Human-like machine thinking: Language guided imagination
This work addresses the limitation of current NLP models in moving beyond word probability estimation to achieve human-like language understanding and thinking, though it appears incremental in its approach.
The authors tackled the problem of enabling human-like machine thinking by developing a Language Guided Imagination (LGI) network, which incrementally learned eight syntaxes to form a validated machine thinking loop through proper interaction between language and vision systems.
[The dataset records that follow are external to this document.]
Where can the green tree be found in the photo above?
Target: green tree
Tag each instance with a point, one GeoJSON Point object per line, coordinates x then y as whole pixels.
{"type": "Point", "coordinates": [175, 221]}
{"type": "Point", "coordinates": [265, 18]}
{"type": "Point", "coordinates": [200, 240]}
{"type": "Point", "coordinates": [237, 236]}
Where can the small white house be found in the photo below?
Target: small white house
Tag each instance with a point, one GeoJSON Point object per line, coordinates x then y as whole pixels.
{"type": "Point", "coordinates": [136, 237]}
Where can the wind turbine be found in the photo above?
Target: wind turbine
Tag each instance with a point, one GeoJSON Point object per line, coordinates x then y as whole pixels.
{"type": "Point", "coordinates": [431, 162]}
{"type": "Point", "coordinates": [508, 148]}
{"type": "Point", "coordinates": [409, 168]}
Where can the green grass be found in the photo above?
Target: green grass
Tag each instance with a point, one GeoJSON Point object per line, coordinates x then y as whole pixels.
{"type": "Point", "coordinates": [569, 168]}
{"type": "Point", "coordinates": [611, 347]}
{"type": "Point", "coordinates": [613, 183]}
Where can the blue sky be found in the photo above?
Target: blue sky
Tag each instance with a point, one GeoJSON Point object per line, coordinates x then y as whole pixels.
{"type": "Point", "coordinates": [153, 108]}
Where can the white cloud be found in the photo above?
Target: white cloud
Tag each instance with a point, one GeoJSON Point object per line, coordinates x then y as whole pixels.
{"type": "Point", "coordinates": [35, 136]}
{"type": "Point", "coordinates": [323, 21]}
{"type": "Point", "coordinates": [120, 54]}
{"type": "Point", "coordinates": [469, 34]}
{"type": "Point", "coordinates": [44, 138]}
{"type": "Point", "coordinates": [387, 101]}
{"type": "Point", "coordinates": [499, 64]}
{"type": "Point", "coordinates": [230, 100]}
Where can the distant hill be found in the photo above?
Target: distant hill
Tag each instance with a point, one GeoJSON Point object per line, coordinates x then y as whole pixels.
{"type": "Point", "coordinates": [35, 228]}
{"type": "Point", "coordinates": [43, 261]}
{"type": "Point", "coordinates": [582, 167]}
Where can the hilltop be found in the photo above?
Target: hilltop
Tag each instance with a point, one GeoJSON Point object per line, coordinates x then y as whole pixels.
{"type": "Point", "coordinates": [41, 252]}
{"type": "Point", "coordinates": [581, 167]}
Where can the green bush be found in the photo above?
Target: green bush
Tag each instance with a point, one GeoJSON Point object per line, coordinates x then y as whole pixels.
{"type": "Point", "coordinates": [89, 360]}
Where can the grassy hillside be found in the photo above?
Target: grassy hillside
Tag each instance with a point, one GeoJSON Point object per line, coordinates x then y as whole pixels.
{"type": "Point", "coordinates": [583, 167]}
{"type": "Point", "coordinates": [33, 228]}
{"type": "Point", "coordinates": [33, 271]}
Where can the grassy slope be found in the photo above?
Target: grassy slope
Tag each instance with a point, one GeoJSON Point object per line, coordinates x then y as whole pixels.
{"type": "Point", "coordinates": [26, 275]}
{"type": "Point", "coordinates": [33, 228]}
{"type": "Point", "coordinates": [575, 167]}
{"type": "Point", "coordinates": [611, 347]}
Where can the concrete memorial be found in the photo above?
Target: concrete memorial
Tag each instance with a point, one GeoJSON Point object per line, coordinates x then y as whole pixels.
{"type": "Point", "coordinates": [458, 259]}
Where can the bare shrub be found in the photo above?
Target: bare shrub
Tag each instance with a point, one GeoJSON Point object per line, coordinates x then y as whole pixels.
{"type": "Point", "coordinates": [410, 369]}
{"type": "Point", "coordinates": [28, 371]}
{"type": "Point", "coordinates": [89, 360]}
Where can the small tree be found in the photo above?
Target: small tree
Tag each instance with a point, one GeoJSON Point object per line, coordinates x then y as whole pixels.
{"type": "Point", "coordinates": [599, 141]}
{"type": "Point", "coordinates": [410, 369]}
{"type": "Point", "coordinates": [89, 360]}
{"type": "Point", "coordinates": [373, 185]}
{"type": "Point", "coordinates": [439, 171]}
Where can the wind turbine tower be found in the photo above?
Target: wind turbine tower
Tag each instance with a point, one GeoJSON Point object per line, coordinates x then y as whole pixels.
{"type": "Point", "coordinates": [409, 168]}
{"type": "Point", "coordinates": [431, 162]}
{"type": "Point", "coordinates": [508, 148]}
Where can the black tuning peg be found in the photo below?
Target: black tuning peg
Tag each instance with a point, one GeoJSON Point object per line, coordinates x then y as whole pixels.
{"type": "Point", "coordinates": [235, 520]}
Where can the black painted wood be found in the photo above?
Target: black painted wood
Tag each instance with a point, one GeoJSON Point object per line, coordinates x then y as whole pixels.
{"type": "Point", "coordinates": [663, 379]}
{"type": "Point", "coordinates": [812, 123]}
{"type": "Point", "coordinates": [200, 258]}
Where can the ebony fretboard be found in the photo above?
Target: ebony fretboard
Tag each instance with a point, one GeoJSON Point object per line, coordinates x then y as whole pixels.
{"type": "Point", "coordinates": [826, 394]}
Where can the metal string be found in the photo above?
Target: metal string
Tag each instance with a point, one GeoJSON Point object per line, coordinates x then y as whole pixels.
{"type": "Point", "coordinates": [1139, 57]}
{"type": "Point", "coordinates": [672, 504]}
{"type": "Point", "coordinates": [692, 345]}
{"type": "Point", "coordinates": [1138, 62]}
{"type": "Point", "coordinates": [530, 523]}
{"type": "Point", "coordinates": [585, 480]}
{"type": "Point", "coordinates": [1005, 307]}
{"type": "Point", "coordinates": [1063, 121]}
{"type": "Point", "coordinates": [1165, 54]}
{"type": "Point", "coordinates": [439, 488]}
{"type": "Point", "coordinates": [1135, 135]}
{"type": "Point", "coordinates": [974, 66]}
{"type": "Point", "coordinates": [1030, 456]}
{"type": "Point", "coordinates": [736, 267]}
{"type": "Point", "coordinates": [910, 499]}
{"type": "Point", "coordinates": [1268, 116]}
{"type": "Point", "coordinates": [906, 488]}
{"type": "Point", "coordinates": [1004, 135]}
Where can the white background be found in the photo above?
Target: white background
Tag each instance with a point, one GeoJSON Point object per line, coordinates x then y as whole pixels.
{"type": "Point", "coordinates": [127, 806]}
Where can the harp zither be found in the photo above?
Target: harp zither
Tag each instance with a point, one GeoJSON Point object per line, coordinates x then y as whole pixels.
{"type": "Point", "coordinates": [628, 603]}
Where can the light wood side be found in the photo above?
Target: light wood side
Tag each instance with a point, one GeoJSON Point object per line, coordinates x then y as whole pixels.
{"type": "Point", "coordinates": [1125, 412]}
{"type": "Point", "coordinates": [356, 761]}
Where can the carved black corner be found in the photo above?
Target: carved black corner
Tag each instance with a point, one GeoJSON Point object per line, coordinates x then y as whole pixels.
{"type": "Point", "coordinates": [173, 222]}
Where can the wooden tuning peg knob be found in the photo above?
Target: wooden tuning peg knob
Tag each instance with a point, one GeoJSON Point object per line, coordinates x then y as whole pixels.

Human thinking requires the brain to understand the meaning of language expression and to properly organize the thoughts flow using the language. However, current natural language processing models are primarily limited in the word probability estimation. Here, we proposed a Language guided imagination (LGI) network to incrementally learn the meaning and usage of numerous words and syntaxes, aiming to form a human-like machine thinking process. LGI contains three subsystems: (1) vision system that contains an encoder to disentangle the input or imagined scenarios into abstract population representations, and an imagination decoder to reconstruct imagined scenario from higher level representations; (2) Language system, that contains a binarizer to transfer symbol texts into binary vectors, an IPS (mimicking the human IntraParietal Sulcus, implemented by an LSTM) to extract the quantity information from the input texts, and a textizer to convert binary vectors into text symbols; (3) a PFC (mimicking the human PreFrontal Cortex, implemented by an LSTM) to combine inputs of both language and vision representations, and predict text symbols and manipulated images accordingly. LGI has incrementally learned eight different syntaxes (or tasks), with which a machine thinking loop has been formed and validated by the proper interaction between language and vision system. The paper provides a new architecture to let the machine learn, understand and use language in a human-like way that could ultimately enable a machine to construct fictitious 'mental' scenario and possess intelligence.